New data shows that more Americans are now living with their families:
Almost 1.2 million of the [Washington D.C.] region’s 6 million residents were living with extended family members and friends last year, a 33?percent rise over the past decade. Nationwide, according to recently released 2010 Census statistics, at least 54 million people are in a similar spot.
The figures represent a significant reversal in American lifestyles after decades in which extended-family households fell into disfavor and the nuclear family flourished in the suburbs.
“We haven’t seen anything like this since the Depression,” said Frances Goldscheider, a Brown University sociologist who has studied families and living arrangements. “Overwhelmingly, it’s the recession’s effect on people’s ability to maintain a house. You have the foreclosures on one hand, and no jobs on the other. That’s a pretty double whammy.”…
Although the faltering economy is a major factor in the newfound togetherness, demographers and sociologists say the recession accelerated a shift that was already underway. Fueling the trend: baby boomers caring for aging parents, and the arrival of millions of Hispanic and Asian immigrants, who are more likely to live among several generations under one roof.

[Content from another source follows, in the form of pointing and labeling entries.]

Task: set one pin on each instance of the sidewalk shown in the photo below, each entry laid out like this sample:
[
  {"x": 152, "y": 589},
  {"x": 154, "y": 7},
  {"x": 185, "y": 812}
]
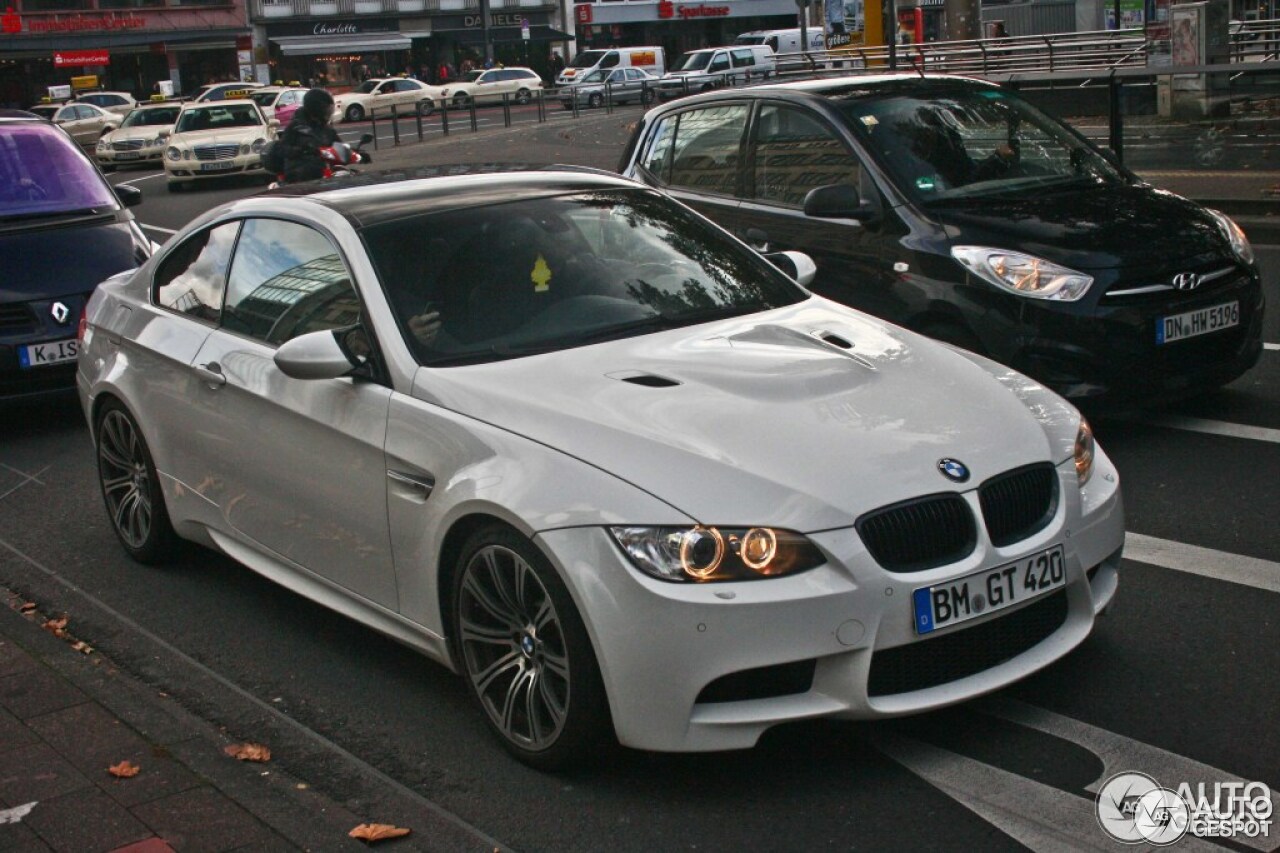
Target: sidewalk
[{"x": 67, "y": 716}]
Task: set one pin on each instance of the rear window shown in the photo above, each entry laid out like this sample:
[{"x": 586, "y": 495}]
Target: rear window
[{"x": 44, "y": 173}]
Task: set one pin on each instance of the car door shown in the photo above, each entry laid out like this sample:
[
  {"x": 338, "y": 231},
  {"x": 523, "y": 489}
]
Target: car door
[
  {"x": 696, "y": 154},
  {"x": 300, "y": 466},
  {"x": 790, "y": 151}
]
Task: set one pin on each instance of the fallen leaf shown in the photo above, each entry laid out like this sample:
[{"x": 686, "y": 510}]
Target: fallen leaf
[
  {"x": 124, "y": 770},
  {"x": 248, "y": 752},
  {"x": 376, "y": 831}
]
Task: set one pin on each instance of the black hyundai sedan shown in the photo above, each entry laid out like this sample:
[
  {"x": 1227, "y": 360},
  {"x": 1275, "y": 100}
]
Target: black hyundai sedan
[
  {"x": 958, "y": 209},
  {"x": 63, "y": 229}
]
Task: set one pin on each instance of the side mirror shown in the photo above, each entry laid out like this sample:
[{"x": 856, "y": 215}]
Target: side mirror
[
  {"x": 128, "y": 196},
  {"x": 837, "y": 201},
  {"x": 318, "y": 355},
  {"x": 798, "y": 265}
]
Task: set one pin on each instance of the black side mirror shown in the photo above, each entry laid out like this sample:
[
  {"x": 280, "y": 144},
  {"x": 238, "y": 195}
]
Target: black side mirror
[
  {"x": 128, "y": 196},
  {"x": 837, "y": 201}
]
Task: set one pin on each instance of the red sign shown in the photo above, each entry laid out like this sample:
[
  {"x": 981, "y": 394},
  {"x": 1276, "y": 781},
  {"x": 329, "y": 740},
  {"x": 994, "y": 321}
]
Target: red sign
[{"x": 77, "y": 58}]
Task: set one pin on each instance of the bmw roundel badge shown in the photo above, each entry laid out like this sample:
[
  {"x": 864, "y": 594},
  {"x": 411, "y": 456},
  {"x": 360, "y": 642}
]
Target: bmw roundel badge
[{"x": 954, "y": 470}]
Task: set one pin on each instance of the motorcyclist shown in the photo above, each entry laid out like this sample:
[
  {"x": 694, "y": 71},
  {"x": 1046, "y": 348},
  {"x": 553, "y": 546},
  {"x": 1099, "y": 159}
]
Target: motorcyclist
[{"x": 309, "y": 132}]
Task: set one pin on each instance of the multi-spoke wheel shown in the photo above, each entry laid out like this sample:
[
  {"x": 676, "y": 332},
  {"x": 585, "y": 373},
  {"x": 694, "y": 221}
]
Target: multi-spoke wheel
[
  {"x": 524, "y": 652},
  {"x": 131, "y": 487}
]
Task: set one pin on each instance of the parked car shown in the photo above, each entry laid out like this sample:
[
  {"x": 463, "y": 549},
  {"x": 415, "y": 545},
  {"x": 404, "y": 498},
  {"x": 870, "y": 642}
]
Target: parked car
[
  {"x": 380, "y": 95},
  {"x": 272, "y": 99},
  {"x": 958, "y": 209},
  {"x": 489, "y": 86},
  {"x": 621, "y": 473},
  {"x": 141, "y": 137},
  {"x": 618, "y": 86},
  {"x": 110, "y": 101},
  {"x": 62, "y": 231},
  {"x": 214, "y": 140},
  {"x": 82, "y": 122}
]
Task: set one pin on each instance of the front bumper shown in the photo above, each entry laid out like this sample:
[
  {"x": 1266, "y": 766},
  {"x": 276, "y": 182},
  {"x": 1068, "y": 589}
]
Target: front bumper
[{"x": 699, "y": 667}]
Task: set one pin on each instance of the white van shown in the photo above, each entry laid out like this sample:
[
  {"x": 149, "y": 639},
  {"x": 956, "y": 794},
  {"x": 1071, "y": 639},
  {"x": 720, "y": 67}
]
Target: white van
[
  {"x": 650, "y": 59},
  {"x": 784, "y": 41},
  {"x": 708, "y": 68}
]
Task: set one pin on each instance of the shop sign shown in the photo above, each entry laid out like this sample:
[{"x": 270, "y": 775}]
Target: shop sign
[{"x": 77, "y": 58}]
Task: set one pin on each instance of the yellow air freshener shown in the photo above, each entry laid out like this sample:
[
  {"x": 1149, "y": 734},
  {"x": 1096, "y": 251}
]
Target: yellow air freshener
[{"x": 542, "y": 276}]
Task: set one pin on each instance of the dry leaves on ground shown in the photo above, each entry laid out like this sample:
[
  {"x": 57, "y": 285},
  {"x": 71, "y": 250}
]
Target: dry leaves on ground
[
  {"x": 124, "y": 770},
  {"x": 376, "y": 831},
  {"x": 248, "y": 752}
]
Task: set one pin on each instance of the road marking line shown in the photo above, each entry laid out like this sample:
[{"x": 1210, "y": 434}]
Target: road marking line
[
  {"x": 1033, "y": 813},
  {"x": 1120, "y": 753},
  {"x": 1219, "y": 565},
  {"x": 1214, "y": 427}
]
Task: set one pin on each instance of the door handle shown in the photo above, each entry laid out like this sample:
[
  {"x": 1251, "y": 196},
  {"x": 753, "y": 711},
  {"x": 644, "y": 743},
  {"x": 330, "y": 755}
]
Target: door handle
[
  {"x": 757, "y": 240},
  {"x": 211, "y": 374}
]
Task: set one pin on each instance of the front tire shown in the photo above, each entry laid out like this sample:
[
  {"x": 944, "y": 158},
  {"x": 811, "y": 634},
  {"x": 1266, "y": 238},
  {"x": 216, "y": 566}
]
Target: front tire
[
  {"x": 131, "y": 487},
  {"x": 525, "y": 655}
]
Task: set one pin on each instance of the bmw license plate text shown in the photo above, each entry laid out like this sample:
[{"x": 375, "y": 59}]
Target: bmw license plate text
[
  {"x": 987, "y": 592},
  {"x": 37, "y": 355},
  {"x": 1180, "y": 327}
]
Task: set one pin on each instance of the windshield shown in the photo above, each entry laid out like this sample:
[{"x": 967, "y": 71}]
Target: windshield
[
  {"x": 588, "y": 59},
  {"x": 150, "y": 117},
  {"x": 216, "y": 118},
  {"x": 554, "y": 273},
  {"x": 947, "y": 142},
  {"x": 694, "y": 62},
  {"x": 44, "y": 173}
]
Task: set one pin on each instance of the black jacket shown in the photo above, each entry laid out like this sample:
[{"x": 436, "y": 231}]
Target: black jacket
[{"x": 302, "y": 141}]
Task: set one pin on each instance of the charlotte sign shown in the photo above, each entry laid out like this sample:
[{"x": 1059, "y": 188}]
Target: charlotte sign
[{"x": 78, "y": 58}]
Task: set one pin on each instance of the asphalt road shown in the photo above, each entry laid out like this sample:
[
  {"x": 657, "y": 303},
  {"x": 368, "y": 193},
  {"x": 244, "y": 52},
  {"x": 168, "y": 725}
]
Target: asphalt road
[{"x": 1178, "y": 680}]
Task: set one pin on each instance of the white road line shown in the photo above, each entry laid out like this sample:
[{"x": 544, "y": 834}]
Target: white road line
[
  {"x": 1119, "y": 753},
  {"x": 1214, "y": 427},
  {"x": 1033, "y": 813},
  {"x": 1219, "y": 565}
]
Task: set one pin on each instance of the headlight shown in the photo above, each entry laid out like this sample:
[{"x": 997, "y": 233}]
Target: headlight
[
  {"x": 1083, "y": 452},
  {"x": 1023, "y": 274},
  {"x": 717, "y": 553},
  {"x": 1235, "y": 236}
]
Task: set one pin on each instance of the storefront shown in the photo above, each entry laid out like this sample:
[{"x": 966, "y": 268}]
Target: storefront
[
  {"x": 679, "y": 26},
  {"x": 140, "y": 48}
]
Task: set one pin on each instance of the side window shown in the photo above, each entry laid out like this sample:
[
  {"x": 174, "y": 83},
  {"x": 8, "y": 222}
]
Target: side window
[
  {"x": 705, "y": 151},
  {"x": 287, "y": 279},
  {"x": 192, "y": 277},
  {"x": 795, "y": 153}
]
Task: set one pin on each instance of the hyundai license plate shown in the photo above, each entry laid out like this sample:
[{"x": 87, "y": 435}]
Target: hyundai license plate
[
  {"x": 987, "y": 592},
  {"x": 1179, "y": 327},
  {"x": 37, "y": 355}
]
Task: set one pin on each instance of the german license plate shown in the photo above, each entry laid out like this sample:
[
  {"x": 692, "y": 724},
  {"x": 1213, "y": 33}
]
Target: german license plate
[
  {"x": 1179, "y": 327},
  {"x": 988, "y": 591},
  {"x": 37, "y": 355}
]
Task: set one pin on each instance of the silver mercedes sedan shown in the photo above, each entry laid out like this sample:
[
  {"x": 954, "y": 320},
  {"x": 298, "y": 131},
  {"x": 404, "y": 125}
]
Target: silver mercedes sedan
[{"x": 624, "y": 474}]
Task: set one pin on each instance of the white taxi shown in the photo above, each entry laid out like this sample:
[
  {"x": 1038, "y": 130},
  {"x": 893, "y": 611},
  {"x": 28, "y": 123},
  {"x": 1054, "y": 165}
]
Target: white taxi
[
  {"x": 141, "y": 138},
  {"x": 215, "y": 138}
]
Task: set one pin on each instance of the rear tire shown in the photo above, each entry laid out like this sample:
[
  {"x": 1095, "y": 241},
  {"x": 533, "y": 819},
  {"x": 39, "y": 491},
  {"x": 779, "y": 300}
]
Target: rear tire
[
  {"x": 524, "y": 652},
  {"x": 131, "y": 488}
]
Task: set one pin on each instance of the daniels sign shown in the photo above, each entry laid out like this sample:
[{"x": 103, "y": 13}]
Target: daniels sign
[{"x": 77, "y": 58}]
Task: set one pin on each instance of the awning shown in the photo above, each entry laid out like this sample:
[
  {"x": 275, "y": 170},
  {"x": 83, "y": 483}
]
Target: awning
[
  {"x": 352, "y": 44},
  {"x": 504, "y": 35}
]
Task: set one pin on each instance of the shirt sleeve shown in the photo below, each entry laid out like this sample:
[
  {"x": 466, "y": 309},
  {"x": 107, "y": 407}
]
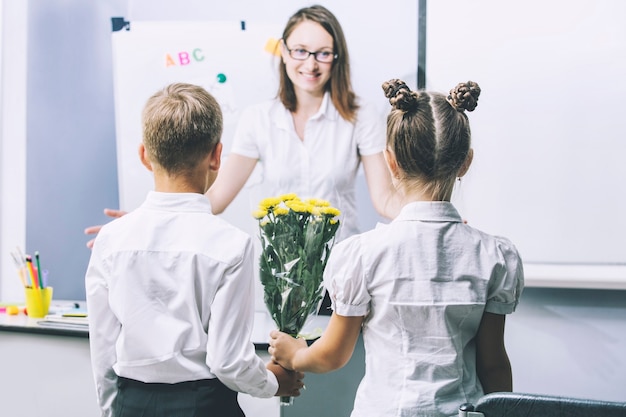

On one hand, the article suggests demographic shifts are responsible for this change: growing numbers of immigrants plus the Baby Boomers getting older. On the other hand, the recession has made it more difficult to set up independent households. I assume there has to be some research out there that separates out these different effects and could predict whether this trend will reverse when the American economy improves.
It would be interesting to ask these family members who are living together several questions:
- Is this what you had envisioned as family life?
- Is the current situation (living with family) good, bad, neutral, etc.?
- Would you like to continue living this way if the economy significantly improves?
And years into the future, how exactly will these family members remember these experiences?